Predictive Strategy for Energy Harvesting MIMO Systems With Finite Alphabet Inputs and Limited Feedback

Abstract

Due to the lack of explicit expression of instantaneous mutual information (IMI), online throughput optimization for energy harvesting (EH) MIMO systems with finite alphabet inputs suffers from heavy computation burden and large feedback overhead. We propose a two-layer predictive strategy with the aid of context information, by constructing a precoding codebook offline at both the transmitter and receiver, to relax the time pressure for the online strategy. Two schemes were provided to accelerate the codebook construction. One is to estimate IMI during optimization by using a reference function.

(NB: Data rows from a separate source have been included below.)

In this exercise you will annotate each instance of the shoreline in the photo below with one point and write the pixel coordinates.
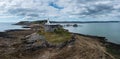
(14, 37)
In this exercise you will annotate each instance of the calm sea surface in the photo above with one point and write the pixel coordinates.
(109, 30)
(8, 26)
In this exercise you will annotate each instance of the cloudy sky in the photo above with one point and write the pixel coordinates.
(83, 10)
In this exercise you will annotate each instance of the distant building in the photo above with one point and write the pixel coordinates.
(51, 27)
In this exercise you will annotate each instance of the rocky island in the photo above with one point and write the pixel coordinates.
(43, 41)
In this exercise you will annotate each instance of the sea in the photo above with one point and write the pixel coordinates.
(109, 30)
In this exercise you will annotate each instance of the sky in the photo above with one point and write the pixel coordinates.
(59, 10)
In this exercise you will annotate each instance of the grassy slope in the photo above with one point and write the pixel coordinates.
(58, 36)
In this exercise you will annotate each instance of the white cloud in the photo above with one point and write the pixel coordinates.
(33, 9)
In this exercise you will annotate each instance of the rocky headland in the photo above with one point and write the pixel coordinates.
(34, 43)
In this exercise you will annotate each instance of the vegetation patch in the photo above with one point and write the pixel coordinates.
(58, 36)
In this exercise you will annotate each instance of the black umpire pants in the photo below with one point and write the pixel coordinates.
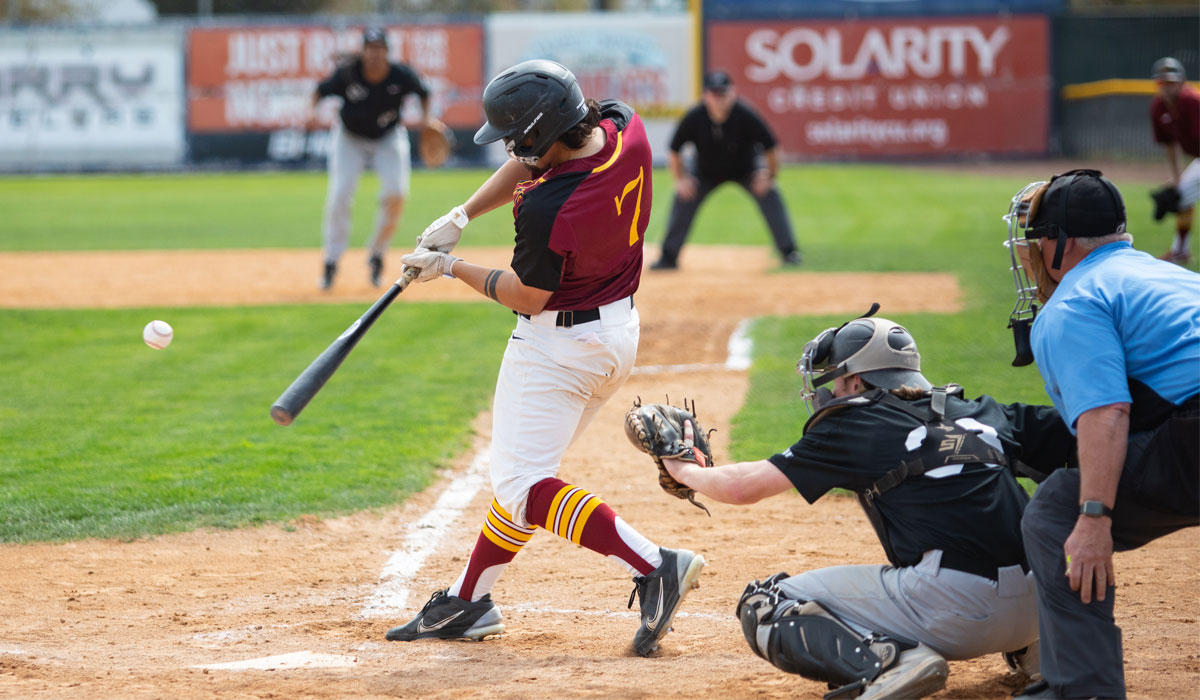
(684, 210)
(1081, 654)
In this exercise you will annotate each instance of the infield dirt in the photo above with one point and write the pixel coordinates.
(102, 618)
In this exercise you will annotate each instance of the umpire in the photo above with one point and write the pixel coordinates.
(934, 472)
(369, 130)
(733, 144)
(1119, 346)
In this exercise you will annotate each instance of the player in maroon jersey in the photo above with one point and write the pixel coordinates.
(579, 178)
(1175, 114)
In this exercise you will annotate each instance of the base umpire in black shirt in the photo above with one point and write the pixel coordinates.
(367, 131)
(733, 144)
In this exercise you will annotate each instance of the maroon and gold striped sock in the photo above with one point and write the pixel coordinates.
(580, 516)
(497, 545)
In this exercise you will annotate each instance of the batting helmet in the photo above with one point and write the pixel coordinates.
(1169, 70)
(529, 106)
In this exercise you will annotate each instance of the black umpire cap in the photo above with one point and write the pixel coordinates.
(718, 82)
(375, 35)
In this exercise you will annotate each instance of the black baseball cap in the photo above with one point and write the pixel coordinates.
(1079, 204)
(375, 35)
(718, 82)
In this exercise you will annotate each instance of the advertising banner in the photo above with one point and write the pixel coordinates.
(921, 87)
(101, 97)
(259, 81)
(849, 9)
(645, 60)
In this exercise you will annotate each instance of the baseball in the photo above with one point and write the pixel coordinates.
(157, 334)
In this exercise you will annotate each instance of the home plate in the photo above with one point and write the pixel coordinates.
(293, 660)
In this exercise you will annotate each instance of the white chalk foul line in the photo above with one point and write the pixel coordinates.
(292, 660)
(423, 538)
(629, 614)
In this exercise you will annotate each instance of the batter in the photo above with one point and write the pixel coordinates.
(580, 181)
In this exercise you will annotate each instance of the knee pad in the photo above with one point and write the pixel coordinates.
(757, 603)
(808, 640)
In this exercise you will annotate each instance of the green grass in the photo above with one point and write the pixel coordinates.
(106, 437)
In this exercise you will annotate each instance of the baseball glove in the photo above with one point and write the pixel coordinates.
(658, 430)
(435, 144)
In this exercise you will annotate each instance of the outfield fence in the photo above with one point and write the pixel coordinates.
(837, 79)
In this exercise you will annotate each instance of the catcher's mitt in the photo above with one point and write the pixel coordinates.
(435, 144)
(658, 430)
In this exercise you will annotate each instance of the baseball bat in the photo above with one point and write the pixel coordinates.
(293, 399)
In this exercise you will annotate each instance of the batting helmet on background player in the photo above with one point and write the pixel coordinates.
(1169, 70)
(529, 106)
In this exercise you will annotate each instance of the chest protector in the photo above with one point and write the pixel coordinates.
(946, 444)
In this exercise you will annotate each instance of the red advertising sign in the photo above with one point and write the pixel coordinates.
(918, 87)
(262, 78)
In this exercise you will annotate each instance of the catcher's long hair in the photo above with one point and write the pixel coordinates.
(577, 136)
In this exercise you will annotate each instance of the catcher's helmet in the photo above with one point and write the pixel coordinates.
(880, 351)
(1169, 70)
(529, 106)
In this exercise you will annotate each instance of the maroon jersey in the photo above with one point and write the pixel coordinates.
(1179, 123)
(580, 225)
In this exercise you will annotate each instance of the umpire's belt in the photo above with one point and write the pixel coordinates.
(979, 568)
(615, 313)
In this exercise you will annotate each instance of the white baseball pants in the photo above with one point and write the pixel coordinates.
(551, 384)
(1189, 185)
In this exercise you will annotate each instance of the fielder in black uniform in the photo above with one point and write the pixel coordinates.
(733, 144)
(934, 472)
(369, 130)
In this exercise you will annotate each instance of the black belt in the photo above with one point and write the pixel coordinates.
(569, 318)
(985, 569)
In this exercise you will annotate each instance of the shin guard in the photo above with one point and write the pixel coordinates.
(803, 638)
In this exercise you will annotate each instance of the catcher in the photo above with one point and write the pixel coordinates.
(936, 474)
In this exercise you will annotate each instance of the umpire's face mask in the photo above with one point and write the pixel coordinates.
(1030, 275)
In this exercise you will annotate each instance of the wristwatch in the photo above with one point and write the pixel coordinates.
(1095, 509)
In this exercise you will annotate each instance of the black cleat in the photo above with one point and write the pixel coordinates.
(376, 264)
(327, 279)
(661, 592)
(451, 617)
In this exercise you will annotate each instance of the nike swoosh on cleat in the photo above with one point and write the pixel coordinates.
(421, 628)
(652, 622)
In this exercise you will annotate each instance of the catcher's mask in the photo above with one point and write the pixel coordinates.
(877, 350)
(1074, 204)
(529, 106)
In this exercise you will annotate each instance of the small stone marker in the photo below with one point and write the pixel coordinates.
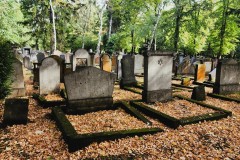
(157, 76)
(186, 81)
(200, 73)
(138, 64)
(128, 77)
(198, 93)
(227, 77)
(17, 86)
(15, 111)
(81, 58)
(88, 89)
(49, 76)
(106, 63)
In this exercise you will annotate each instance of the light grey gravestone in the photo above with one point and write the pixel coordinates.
(49, 76)
(40, 57)
(227, 77)
(138, 64)
(27, 63)
(88, 89)
(128, 77)
(81, 58)
(17, 86)
(157, 76)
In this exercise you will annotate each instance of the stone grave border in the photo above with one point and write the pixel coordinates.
(175, 122)
(222, 97)
(45, 103)
(77, 141)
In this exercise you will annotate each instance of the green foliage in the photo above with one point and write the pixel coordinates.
(6, 60)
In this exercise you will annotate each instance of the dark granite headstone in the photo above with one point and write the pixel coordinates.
(227, 77)
(198, 93)
(15, 111)
(157, 76)
(88, 89)
(128, 77)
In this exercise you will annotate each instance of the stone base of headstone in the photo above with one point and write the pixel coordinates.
(226, 89)
(198, 93)
(127, 82)
(159, 95)
(17, 92)
(15, 111)
(88, 105)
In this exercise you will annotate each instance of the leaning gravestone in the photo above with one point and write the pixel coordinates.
(106, 63)
(157, 76)
(17, 86)
(88, 89)
(200, 71)
(49, 76)
(138, 64)
(227, 77)
(128, 77)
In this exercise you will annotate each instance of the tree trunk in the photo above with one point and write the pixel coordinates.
(100, 29)
(54, 46)
(223, 27)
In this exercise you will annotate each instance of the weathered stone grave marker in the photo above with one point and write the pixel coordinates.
(49, 76)
(89, 88)
(157, 76)
(17, 86)
(227, 77)
(128, 77)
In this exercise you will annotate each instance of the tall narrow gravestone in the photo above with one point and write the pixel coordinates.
(88, 89)
(49, 76)
(157, 76)
(128, 77)
(227, 77)
(200, 71)
(17, 86)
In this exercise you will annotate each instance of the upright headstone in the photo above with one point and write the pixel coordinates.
(17, 86)
(200, 71)
(81, 58)
(138, 64)
(227, 77)
(49, 76)
(157, 76)
(128, 77)
(40, 57)
(106, 63)
(89, 88)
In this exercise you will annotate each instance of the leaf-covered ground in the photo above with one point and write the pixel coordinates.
(41, 139)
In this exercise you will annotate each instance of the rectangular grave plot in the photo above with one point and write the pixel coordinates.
(174, 122)
(231, 97)
(49, 100)
(77, 141)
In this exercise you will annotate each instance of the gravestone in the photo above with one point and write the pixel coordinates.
(40, 57)
(15, 111)
(200, 71)
(138, 64)
(26, 62)
(81, 58)
(198, 93)
(128, 77)
(157, 76)
(17, 86)
(212, 75)
(88, 89)
(106, 63)
(114, 63)
(49, 76)
(227, 77)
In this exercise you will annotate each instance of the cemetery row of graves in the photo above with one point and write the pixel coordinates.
(151, 106)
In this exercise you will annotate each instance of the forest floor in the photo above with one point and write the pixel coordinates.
(41, 139)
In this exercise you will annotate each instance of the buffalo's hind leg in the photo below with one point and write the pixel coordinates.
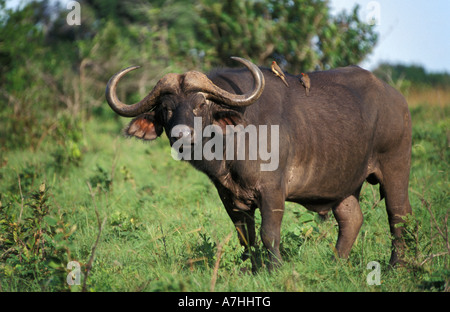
(394, 187)
(349, 218)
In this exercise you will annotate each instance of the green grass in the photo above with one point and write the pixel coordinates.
(165, 221)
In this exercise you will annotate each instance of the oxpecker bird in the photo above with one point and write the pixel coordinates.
(278, 72)
(306, 82)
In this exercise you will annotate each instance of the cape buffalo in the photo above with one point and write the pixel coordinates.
(351, 128)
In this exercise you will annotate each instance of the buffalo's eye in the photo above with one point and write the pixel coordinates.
(169, 113)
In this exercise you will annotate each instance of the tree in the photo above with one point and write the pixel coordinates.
(300, 34)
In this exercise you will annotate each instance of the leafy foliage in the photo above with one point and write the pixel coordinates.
(34, 247)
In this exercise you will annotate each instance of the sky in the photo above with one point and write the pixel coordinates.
(410, 31)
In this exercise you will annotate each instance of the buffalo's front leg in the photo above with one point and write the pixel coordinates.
(349, 217)
(272, 209)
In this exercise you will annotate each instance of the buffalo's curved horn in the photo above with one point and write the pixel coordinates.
(239, 100)
(164, 85)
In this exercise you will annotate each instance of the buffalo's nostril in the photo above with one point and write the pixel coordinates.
(182, 132)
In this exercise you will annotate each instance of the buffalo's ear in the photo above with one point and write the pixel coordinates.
(145, 127)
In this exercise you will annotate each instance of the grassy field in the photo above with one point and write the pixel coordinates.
(137, 220)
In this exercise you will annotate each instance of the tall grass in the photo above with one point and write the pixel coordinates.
(165, 228)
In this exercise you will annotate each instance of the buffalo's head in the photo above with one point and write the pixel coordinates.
(178, 98)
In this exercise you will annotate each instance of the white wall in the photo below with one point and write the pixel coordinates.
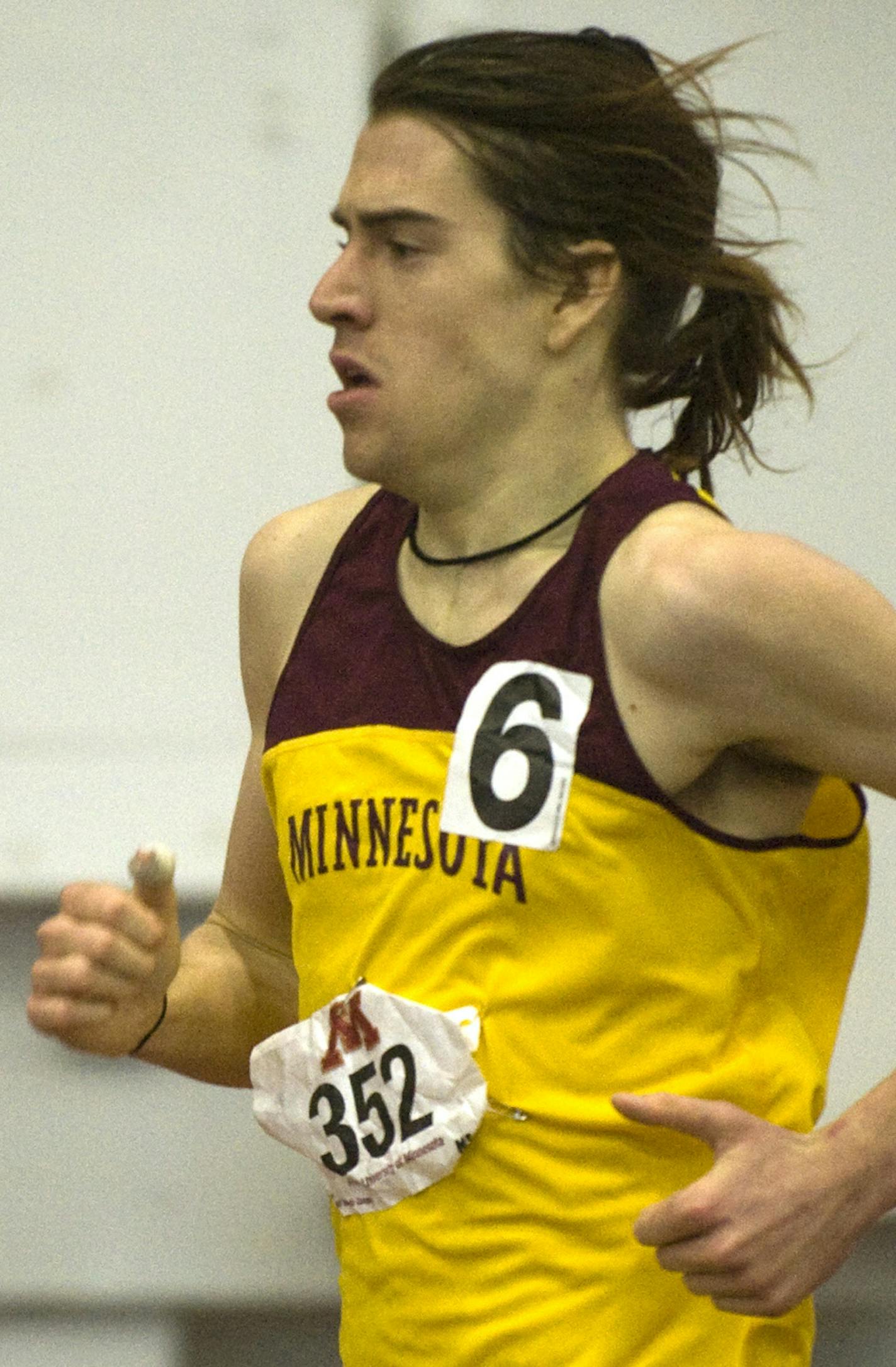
(167, 178)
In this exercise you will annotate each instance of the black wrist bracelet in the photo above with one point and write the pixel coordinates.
(150, 1032)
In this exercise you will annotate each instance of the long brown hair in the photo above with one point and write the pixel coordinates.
(589, 136)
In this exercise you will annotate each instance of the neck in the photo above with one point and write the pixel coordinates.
(465, 521)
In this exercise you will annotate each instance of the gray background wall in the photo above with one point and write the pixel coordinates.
(167, 178)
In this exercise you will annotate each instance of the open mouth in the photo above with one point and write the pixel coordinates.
(353, 375)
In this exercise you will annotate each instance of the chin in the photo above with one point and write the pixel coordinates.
(373, 466)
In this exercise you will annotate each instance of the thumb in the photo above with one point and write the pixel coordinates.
(717, 1124)
(152, 867)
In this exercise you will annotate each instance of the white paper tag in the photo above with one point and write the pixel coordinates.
(380, 1091)
(514, 755)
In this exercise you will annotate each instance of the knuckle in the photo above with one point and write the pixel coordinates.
(103, 942)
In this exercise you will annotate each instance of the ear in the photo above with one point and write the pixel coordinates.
(585, 300)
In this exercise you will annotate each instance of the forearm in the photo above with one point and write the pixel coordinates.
(865, 1138)
(228, 994)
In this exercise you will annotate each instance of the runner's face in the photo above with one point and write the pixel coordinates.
(427, 300)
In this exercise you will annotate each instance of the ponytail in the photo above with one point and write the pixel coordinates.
(725, 361)
(592, 136)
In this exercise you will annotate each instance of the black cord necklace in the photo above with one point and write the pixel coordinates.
(499, 550)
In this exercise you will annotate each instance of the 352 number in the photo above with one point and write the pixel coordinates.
(369, 1105)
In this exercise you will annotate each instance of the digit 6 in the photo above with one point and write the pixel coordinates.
(492, 741)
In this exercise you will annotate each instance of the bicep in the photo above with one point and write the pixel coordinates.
(753, 639)
(253, 908)
(798, 655)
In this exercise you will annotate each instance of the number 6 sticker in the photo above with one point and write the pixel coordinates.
(514, 755)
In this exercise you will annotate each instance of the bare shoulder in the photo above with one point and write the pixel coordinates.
(687, 588)
(282, 568)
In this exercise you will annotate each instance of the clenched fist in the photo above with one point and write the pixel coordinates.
(107, 960)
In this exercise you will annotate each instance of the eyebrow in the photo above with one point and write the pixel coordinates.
(388, 218)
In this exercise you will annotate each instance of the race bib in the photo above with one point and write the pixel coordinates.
(514, 755)
(379, 1091)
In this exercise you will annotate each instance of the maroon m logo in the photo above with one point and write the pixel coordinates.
(347, 1027)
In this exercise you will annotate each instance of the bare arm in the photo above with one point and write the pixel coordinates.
(108, 957)
(748, 640)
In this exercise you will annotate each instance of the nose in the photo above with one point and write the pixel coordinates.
(338, 296)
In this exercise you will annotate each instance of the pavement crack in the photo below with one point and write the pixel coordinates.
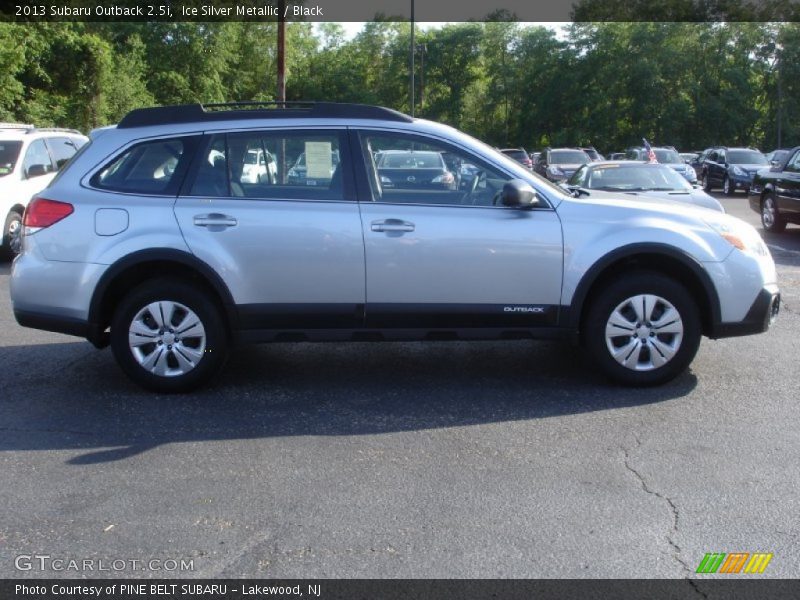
(674, 513)
(46, 430)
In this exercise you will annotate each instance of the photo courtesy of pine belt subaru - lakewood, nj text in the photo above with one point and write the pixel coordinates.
(158, 240)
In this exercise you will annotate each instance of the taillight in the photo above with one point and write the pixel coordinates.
(42, 212)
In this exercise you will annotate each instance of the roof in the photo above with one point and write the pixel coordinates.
(232, 111)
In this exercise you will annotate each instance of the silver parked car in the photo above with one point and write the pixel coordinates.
(152, 240)
(624, 179)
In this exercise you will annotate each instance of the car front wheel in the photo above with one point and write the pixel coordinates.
(770, 217)
(168, 336)
(643, 329)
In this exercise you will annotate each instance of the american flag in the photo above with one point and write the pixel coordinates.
(651, 156)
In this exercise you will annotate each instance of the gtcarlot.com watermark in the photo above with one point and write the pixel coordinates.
(59, 564)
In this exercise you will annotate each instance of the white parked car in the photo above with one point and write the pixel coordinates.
(29, 159)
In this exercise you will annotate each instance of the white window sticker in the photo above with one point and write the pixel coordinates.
(319, 160)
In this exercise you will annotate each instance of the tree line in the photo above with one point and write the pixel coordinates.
(607, 84)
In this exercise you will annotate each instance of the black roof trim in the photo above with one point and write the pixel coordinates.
(191, 113)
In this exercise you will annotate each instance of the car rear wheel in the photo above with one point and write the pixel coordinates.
(168, 336)
(643, 329)
(12, 234)
(771, 219)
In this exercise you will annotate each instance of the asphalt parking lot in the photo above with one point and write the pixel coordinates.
(441, 460)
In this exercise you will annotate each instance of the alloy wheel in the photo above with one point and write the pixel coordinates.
(167, 338)
(644, 332)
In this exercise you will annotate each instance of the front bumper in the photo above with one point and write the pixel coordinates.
(759, 318)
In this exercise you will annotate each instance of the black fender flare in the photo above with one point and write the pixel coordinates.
(650, 248)
(162, 255)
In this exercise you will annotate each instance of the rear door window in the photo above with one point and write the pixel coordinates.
(153, 167)
(281, 165)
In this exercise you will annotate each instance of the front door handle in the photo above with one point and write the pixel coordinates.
(392, 225)
(214, 220)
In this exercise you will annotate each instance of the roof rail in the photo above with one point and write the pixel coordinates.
(61, 129)
(189, 113)
(16, 126)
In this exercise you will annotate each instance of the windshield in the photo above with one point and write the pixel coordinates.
(516, 154)
(636, 178)
(9, 153)
(569, 157)
(667, 156)
(746, 157)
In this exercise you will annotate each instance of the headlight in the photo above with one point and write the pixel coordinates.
(741, 236)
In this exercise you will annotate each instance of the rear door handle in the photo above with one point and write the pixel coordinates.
(214, 220)
(392, 225)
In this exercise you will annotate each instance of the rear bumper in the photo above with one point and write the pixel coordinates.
(61, 324)
(759, 318)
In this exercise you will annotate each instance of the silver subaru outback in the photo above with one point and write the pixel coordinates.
(158, 241)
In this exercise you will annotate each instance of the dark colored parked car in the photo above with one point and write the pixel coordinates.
(412, 169)
(520, 155)
(775, 193)
(593, 153)
(621, 179)
(666, 155)
(776, 156)
(558, 164)
(730, 168)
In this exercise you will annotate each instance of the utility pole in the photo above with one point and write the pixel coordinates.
(780, 99)
(282, 166)
(411, 61)
(281, 51)
(423, 50)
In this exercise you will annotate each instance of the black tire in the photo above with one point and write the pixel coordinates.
(188, 301)
(771, 218)
(705, 182)
(644, 368)
(12, 230)
(727, 188)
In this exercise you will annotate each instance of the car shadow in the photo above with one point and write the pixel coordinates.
(72, 397)
(785, 246)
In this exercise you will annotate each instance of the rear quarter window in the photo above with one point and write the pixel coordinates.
(154, 167)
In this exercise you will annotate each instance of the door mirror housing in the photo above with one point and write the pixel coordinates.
(518, 193)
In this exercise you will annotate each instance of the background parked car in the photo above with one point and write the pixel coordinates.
(775, 193)
(689, 157)
(558, 164)
(776, 157)
(630, 178)
(593, 154)
(29, 159)
(666, 155)
(520, 155)
(731, 168)
(412, 169)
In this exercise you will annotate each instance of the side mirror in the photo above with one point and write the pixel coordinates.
(517, 193)
(36, 171)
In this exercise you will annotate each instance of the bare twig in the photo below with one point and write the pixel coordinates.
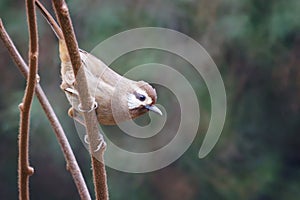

The other is by starting the optimization of each precoder from an adjacent precoder. With the channel distribution information (CDI), the feedback overhead is reduced by minimizing the codebook size. By the methods above, the building speed of the precoding codebook can be up to two orders of magnitude faster than no accelerating strategies. Meanwhile, through topology analysis, we propose a higher layer predictive strategy, which determines the index of allocated energy at each slot within a frame. The higher layer strategy takes full advantage of the constructed precoding codebook and context information when estimating the future throughput. Simulation results demonstrate the effectiveness and practicality of the proposed two-layer strategy.